LA LUCARNE D’UN VIEUX GARÇON.

Il s’est passé bien des années depuis que j’ai su placer les convenances de ma vie dans un espace qui semble étroit, mais qui doit suffire puisque mon existence s’écoule dans la douceur et dans ma propre satisfaction. Mon bonheur se trouve au milieu de mes livres, dans l’attachement de mon vieux domestique, et les caresses de mon chien fidèle. Cependant, il est un autre sujet de jouissances, et ce ne sont pas les moins vives ni les moins durables : c’est ma lucarne. — Lecteur, qui que tu puisses être, tu vas rire probablement, quand tu sauras que la seule vue que j’aie de ma lucarne est un grenier, habité par la classe la plus misérable, et que depuis quinze ans, j’ai passé une partie de chaque jour à examiner leur existence ; mais avant de condamner ce que tu appelleras ma folie, vois quelle source immense de leçons précieuses l’aspect continuel du malheur doit présenter à celui qui réfléchit, et quel champ à parcourir pour l’être qui fait consister son bonheur à faire du bien. Riches, orgueilleux, dissipateurs, égoïstes, philosophes, avares, venez ! venez à ma lucarne et vous saurez ce qu’est la misère vue de près : bons ! votre cœur se serrera souvent à la vue de vrais infortunés. Pour vous, gens du monde, vous y trouverez des expériences pour vos cœurs blasés ; là, peut-être aurez-vous de plus douces sensations que celles que vous procurent les sociétés où presque tout n’est qu’égoïsme ; là, peut-être, vous ferez naître des émotions nouvelles, celles de la reconnaissance…

Dimanche. — Voilà trois semaines aujourd’hui que je n’ai pu faire ma promenade habituelle, et depuis quinze jours, le grenier, ma grande ressource, est inhabité. J’ai lu l’histoire d’un homme qui adoucissait les douleurs de sa captivité en étudiant les mouvements d’une souris, et qui, durant son absence, se réjouissait de l’idée d’en revoir bientôt une autre.

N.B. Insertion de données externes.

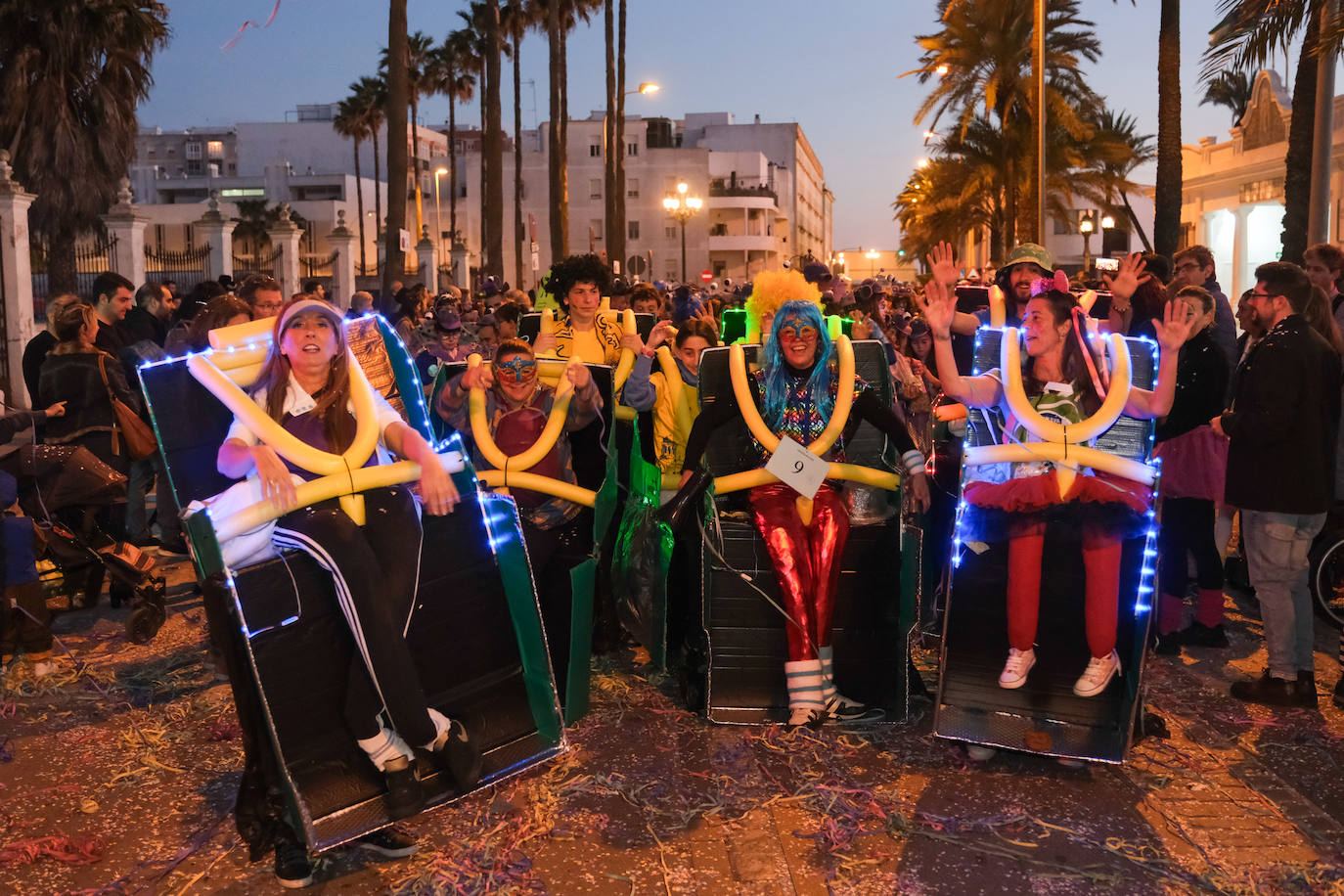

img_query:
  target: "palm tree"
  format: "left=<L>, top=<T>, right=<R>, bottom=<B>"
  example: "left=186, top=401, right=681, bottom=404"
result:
left=0, top=0, right=169, bottom=295
left=1199, top=68, right=1254, bottom=126
left=383, top=0, right=410, bottom=297
left=378, top=31, right=434, bottom=239
left=332, top=91, right=365, bottom=274
left=906, top=0, right=1100, bottom=250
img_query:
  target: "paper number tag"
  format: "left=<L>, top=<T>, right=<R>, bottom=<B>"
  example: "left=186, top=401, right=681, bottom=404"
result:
left=765, top=438, right=830, bottom=498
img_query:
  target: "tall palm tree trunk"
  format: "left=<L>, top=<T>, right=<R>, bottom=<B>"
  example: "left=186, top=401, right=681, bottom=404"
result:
left=1153, top=0, right=1182, bottom=255
left=546, top=0, right=570, bottom=263
left=383, top=0, right=410, bottom=302
left=355, top=137, right=378, bottom=274
left=510, top=0, right=527, bottom=289
left=1280, top=15, right=1322, bottom=265
left=607, top=0, right=630, bottom=274
left=482, top=0, right=504, bottom=280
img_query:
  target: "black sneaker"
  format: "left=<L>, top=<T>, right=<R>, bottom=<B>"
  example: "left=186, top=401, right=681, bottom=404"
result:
left=428, top=719, right=482, bottom=794
left=1230, top=669, right=1316, bottom=708
left=1176, top=622, right=1227, bottom=648
left=383, top=764, right=425, bottom=821
left=355, top=828, right=420, bottom=859
left=276, top=839, right=313, bottom=889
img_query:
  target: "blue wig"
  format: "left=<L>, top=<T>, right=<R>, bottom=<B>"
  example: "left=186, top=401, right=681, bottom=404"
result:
left=761, top=301, right=834, bottom=428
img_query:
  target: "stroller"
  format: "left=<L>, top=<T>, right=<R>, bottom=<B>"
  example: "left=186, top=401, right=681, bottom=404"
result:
left=19, top=445, right=166, bottom=644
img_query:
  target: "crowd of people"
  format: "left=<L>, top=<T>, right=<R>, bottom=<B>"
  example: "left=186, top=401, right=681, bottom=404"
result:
left=0, top=244, right=1344, bottom=882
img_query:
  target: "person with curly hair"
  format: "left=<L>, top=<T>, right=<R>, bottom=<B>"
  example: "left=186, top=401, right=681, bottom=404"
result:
left=533, top=254, right=621, bottom=364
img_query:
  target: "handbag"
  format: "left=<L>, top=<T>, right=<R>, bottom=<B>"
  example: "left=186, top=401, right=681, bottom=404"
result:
left=98, top=355, right=158, bottom=461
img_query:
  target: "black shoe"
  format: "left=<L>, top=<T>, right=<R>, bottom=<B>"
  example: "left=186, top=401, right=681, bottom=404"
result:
left=1297, top=669, right=1318, bottom=709
left=1230, top=669, right=1316, bottom=708
left=1176, top=622, right=1227, bottom=648
left=428, top=719, right=481, bottom=794
left=276, top=839, right=313, bottom=889
left=355, top=828, right=420, bottom=859
left=383, top=764, right=425, bottom=821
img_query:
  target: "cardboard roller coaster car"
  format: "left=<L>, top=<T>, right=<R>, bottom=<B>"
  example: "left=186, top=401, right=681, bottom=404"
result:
left=140, top=317, right=565, bottom=850
left=698, top=339, right=919, bottom=724
left=934, top=327, right=1158, bottom=762
left=431, top=355, right=617, bottom=723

C’est à peu près de la même manière que chaque jour je regarde ma lucarne, dans l’anxiété de distinguer quelques nouveaux hôtes dans le grenier vis-à-vis. Quant aux scènes dont j’ai déjà été témoin, je ne sais trop comment vous les raconter. — Hélas ! les afflictions des pauvres diffèrent grandement de celles que l’imagination aime à se créer !…

Jacques, mon domestique, entre et, interrompant mes réflexions philanthropiques, m’annonce un nouveau locataire pour le petit grenier. Voyons donc ce que la fortune nous enverra.

Lundi. — Vraiment ! voici une nouvelle personne Qui peut-elle être ? gracieuse… intéressante… si jeune, aussi ; car elle paraît n’avoir pas plus de dix-sept ans, et néanmoins les fleurs de la jeunesse sont déjà fanées sur cette figure qui reflète la mélancolie. — Ma lucarne est placée de manière que je puis l’examiner sans en être aperçu moi-même. Évidemment, elle n’est pas née pour habiter un grenier ; et, dans un âge aussi tendre, qui peut l’y avoir réduite… Peut-être la corruption ?… mais non, chassons cette idée, ses regards sont trop purs.

Dix heures du soir. — Jamais je ne vins à ma fenêtre si souvent. — Je crains bien que mes doutes ne soient trop bien fondés ; cette fille n’a fait durant le jour qu’écrire une lettre : ceci me paraît louche, doublement louche ; il y avait quelque chose de je ne sais quoi dans la manière dont elle se couvrit le visage après l’avoir finie, puis la vitesse avec laquelle elle sortit, quand elle l’eut cachetée, me persuade, plus qu’à demi, qu’elle n’est pas ce que j’espérais.

Mardi. — Je crois qu’après tout, je ne suis qu’un médisant vieux radoteur. Elle s’est occupée, ce matin, à mettre en ordre son pauvre petit appartement, et après, elle s’assit, prit un livre qui, d’après le maintien recueilli de la jeune fille en le lisant, me semble être un livre de prières. — Voilà qui est mieux ; mais pourquoi ne travaille-t-elle pas ? Pauvre fille… la vue de son dîner a complètement dérangé le mien… Une croûte de pain ! un verre d’eau ! Innocente ou coupable, je lui dois assistance ; dans tous les cas, je dois l’empêcher de se plonger plus avant dans le vice… Je me jetterais volontiers la tête contre le mur pour y avoir jamais logé une pensée injurieuse à cette jeune fille, et je serais vraiment… Comme j’étais à écrire ceci, je m’arrêtai pour jeter un regard sur elle. Je la vis se lever tout-à-coup et je crus même l’entendre pousser un cri à la vue d’un élégant fashionnable qui entrait dans le même instant. Oh ! que n’aurais-je pas donné pour l’entendre aussi bien que je la voyais de ma fenêtre ! Leurs gestes, cependant, étaient assez expressifs ;… j’imaginai pouvoir entendre chaque mot de l’impertinent, qui lui parlait dans une attitude suppliante… enfin… il s’agenouille…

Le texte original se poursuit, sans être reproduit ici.